Building an RSS feed Scraper with Python

What is RSS?

RSS stands for Really Simple Syndication or Rich Site Summary. It is a type of web feed that allows users and applications to receive regular updates from a website or blog of their choice. Various website use their RSS feed to publish the frequently updated information like blog entries, news headlines etc, So this is where RSS feeds are mainly used.

So we can use that RSS feed to extract some important information from a particular website. In this article I will be showing how you will extract RSS feeds of any website.

Installing packages

You can install all packages using pip like the example below.

 pip install requests
 pip install bs4

Importing libraries:

Now our project setup is ready, we can start writing the code.

Within our rssScrapy.py we’ll import the packages we’ve installed using pip.

import requests

from bs4 import BeautifulSoup

The above package will allow us to use the functions given to us by the Requests and BeautifulSoup libraries.

I am going to use the RSS feeds of a news website called Times of India.

Link-"https://timesofindia.indiatimes.com/rssfeeds/1221656.cms"

This is basically an XML file.

So now I am going to show you how this particular xml file will scrape.

import requests
from bs4 import BeautifulSoup
url="https://timesofindia.indiatimes.com/rssfeeds/1221656.cms"
resp=requests.get(url)
soup=BeautifulSoup(resp.content,features="xml")
print(soup.prettify())

I have imported all necessary libraries.I have also defined url which give me link for news website RSS feed after that for get request I made resp object where I have pass that url.

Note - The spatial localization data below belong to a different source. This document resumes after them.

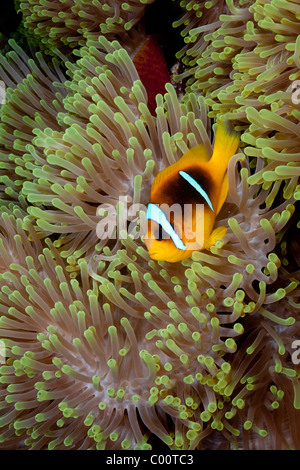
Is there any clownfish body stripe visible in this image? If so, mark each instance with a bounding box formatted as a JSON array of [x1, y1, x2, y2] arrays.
[[146, 203, 187, 250], [178, 170, 214, 212]]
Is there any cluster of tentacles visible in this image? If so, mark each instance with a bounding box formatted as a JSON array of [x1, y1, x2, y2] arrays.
[[0, 0, 298, 450]]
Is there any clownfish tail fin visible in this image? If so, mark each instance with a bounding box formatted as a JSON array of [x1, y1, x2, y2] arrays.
[[210, 120, 240, 174]]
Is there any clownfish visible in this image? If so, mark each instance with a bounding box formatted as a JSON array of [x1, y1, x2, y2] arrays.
[[144, 121, 240, 262]]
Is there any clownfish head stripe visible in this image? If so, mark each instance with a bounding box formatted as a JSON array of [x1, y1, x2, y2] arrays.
[[146, 203, 187, 251], [179, 170, 214, 213]]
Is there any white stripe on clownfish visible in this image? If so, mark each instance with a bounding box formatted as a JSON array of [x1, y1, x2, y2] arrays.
[[179, 170, 214, 213], [146, 203, 187, 251]]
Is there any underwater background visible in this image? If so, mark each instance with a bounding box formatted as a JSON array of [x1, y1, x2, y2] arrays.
[[0, 0, 299, 450]]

Now we have response object and we have also a beautiful soup object with me.Bydefault beautiful soup parse html file but we want xml file so we used features=”xml”.So now let me just show you the xml file we have parsed.

We dont nedd all the data having in it.We want news description,title,publish date right.So for this we are going to create a list which contains all the content inside item tags.For this we have used items=soup.findAll('item')

You can also check the length of items using this len(items)

So now I am writing whole code for scrapping the news RSS feed-

import requests
from bs4 import BeautifulSoup
url="https://timesofindia.indiatimes.com/rssfeeds/1221656.cms"
resp=requests.get(url)
soup=BeautifulSoup(resp.content,features="xml")
items=soup.findAll('item')
item=items[0]
news_items=[]
for item in items:
    news_item={}
    news_item['title']=item.title.text
    news_item['description']=item.description.text
    news_item['link']=item.link.text
    news_item['guid']=item.guid.text
    news_item['pubDate']=item.pubDate.text
    news_items.append(news_item)
print(news_items[2])

So we can see that I have used item.title.textfor scrapping title because item is parent class and title is child class similarly we do for rest.

Each of the articles available on the RSS feed containing all information within item tags <item>...</item>.
and follows the below structure-

<item>
    <title>...</title>
    <link>...</link>
    <pubDate>...</pubDate>
    <comments>...</comments>
    <description>...</description>
</item>

We’ll be taking advantage of the consistent item tags to parse our information.

I have also make an empty list news_items which append all in it.

So this is how we can parse particularly news item.

Conclusion:

We have successfully created an RSS feed scraping tool using Python, Requests, and BeautifulSoup. This allows us to parse XML information into a suitable format for us to work with in the future.